I initially wrote this (brute force and inefficient) method of calculating primes with the intent of making sure that there was no difference in speed between using "if-then-else" versus guards in Haskell (and there is no difference!). But then I decided to write a C program to compare and I got the following (Haskell slower by just over 25%) :
(Note I got the ideas of using rem instead of mod and also the O3 option in the compiler invocation from the following post : On improving Haskell's performance compared to C in fibonacci micro-benchmark)
Haskell : Forum.hs
divisibleRec :: Int -> Int -> Bool
divisibleRec i j
| j == 1 = False
| i `rem` j == 0 = True
| otherwise = divisibleRec i (j-1)
divisible::Int -> Bool
divisible i = divisibleRec i (i-1)
r = [ x | x <- [2..200000], divisible x == False]
main :: IO()
main = print(length(r))
C : main.cpp
#include <stdio.h>
bool divisibleRec(int i, int j){
if(j==1){ return false; }
else if(i%j==0){ return true; }
else{ return divisibleRec(i,j-1); }
}
bool divisible(int i){ return divisibleRec(i, i-1); }
int main(void){
int i, count =0;
for(i=2; i<200000; ++i){
if(divisible(i)==false){
count = count+1;
}
}
printf("number of primes = %d\n",count);
return 0;
}
The results I got were as follows :
Compilation times
time (ghc -O3 -o runProg Forum.hs)
real 0m0.355s
user 0m0.252s
sys 0m0.040s
time (gcc -O3 -o runProg main.cpp)
real 0m0.070s
user 0m0.036s
sys 0m0.008s
and the following running times :
Running times on Ubuntu 32 bit
Haskell
17984
real 0m54.498s
user 0m51.363s
sys 0m0.140s
C++
number of primes = 17984
real 0m41.739s
user 0m39.642s
sys 0m0.080s
I was quite impressed with the running times of Haskell. However my question is this : can I do anything to speed up the haskell program without :
- Changing the underlying algorithm (it is clear that massive speedups can be gained by changing the algorithm; but I just want to understand what I can do on the language/compiler side to improve performance)
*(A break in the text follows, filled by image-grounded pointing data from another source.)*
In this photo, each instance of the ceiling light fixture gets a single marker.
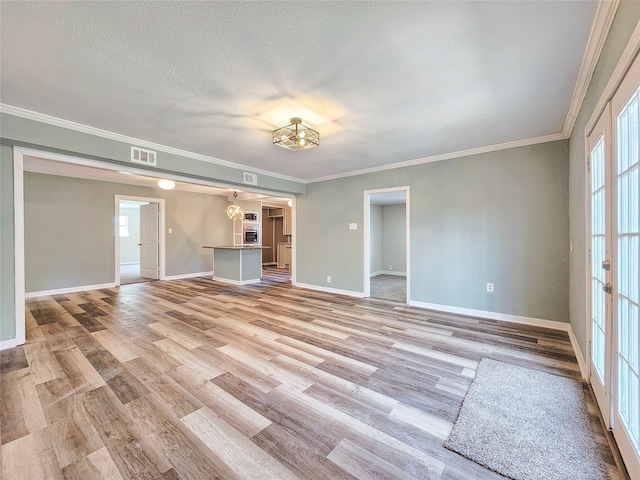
(166, 184)
(296, 136)
(235, 212)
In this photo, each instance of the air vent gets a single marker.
(140, 155)
(250, 178)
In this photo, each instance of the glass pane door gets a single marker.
(627, 243)
(600, 278)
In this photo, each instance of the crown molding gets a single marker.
(445, 156)
(79, 127)
(599, 31)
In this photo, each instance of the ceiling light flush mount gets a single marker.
(235, 212)
(296, 136)
(166, 184)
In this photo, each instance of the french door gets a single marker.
(614, 190)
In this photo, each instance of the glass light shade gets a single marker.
(166, 184)
(235, 212)
(296, 136)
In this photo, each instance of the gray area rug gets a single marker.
(389, 287)
(527, 425)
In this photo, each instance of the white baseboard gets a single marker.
(62, 291)
(337, 291)
(189, 275)
(576, 349)
(389, 272)
(236, 282)
(9, 343)
(537, 322)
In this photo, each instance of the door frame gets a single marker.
(367, 237)
(161, 235)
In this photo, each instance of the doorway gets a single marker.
(387, 245)
(139, 255)
(613, 183)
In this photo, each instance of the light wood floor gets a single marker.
(195, 379)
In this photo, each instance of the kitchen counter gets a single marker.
(237, 264)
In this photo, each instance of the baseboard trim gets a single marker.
(62, 291)
(578, 353)
(536, 322)
(9, 343)
(189, 275)
(389, 272)
(236, 282)
(337, 291)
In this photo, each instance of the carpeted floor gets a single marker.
(527, 425)
(389, 287)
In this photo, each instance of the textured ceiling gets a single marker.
(383, 82)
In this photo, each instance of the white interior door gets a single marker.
(614, 158)
(149, 240)
(600, 273)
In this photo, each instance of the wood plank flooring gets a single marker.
(197, 379)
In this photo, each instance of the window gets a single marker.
(124, 225)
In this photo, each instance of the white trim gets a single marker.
(78, 127)
(7, 344)
(161, 233)
(62, 291)
(599, 31)
(337, 291)
(189, 275)
(445, 156)
(627, 57)
(579, 357)
(505, 317)
(389, 272)
(18, 226)
(39, 117)
(236, 282)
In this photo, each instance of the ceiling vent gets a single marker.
(250, 178)
(140, 155)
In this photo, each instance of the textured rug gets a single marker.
(389, 287)
(527, 425)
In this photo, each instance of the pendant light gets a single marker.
(235, 212)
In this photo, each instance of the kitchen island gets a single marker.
(239, 265)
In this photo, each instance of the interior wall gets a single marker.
(375, 239)
(129, 248)
(69, 230)
(394, 244)
(624, 23)
(7, 262)
(499, 217)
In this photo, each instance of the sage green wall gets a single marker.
(33, 134)
(375, 240)
(129, 248)
(394, 245)
(499, 217)
(625, 21)
(7, 282)
(69, 230)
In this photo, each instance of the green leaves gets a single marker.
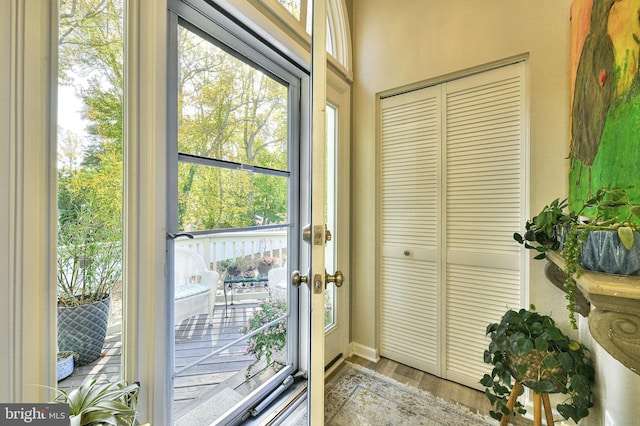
(625, 234)
(102, 403)
(543, 357)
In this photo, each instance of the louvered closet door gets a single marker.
(452, 191)
(409, 195)
(484, 194)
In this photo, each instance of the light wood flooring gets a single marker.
(473, 399)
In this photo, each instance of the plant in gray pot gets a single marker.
(603, 235)
(89, 265)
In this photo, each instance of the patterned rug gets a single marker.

- Invoking the llvm compiler (because I dont have this installed)
[EDIT : Memory usage]
After a comment by Alan I noticed that the C program uses a constant amount of memory where as the Haskell program slowly grows in memory size. At first I thought this had something to do with recursion, but gspr explains below why this is happening and provides a solution. Will Ness provides an alternative solution which (like gspr's solution) also ensures that the memory remains static.
[EDIT : Summary of bigger runs]
max number tested : 200,000:
(54.498s/41.739s) = Haskell 30.5% slower
max number tested : 400,000:
3m31.372s/2m45.076s = 211.37s/165s = Haskell 28.1% slower
max number tested : 800,000:
14m3.266s/11m6.024s = 843.27s/666.02s = Haskell 26.6% slower
[EDIT : Code for Alan]
This was the code that I had written earlier which does not have recursion and which I had tested on 200,000 :
#include <stdio.h>
bool divisibleRec(int i, int j){
while(j>0){
if(j==1){ return false; }
else if(i%j==0){ return true; }
else{ j -= 1;}
}
}
bool divisible(int i){ return divisibleRec(i, i-1); }
int main(void){
int i, count =0;
for(i=2; i<8000000; ++i){
if(divisible(i)==false){
count = count+1;
}
}
printf("number of primes = %d\n",count);
return 0;
}
The results for the C code with and without recursion are as follows (for 800,000) :
With recursion : 11m6.024s
Without recursion : 11m5.328s
Note that the executable seems to take up 60kb (as seen in System monitor) irrespective of the maximum number, and therefore I suspect that the compiler is detecting this recursion.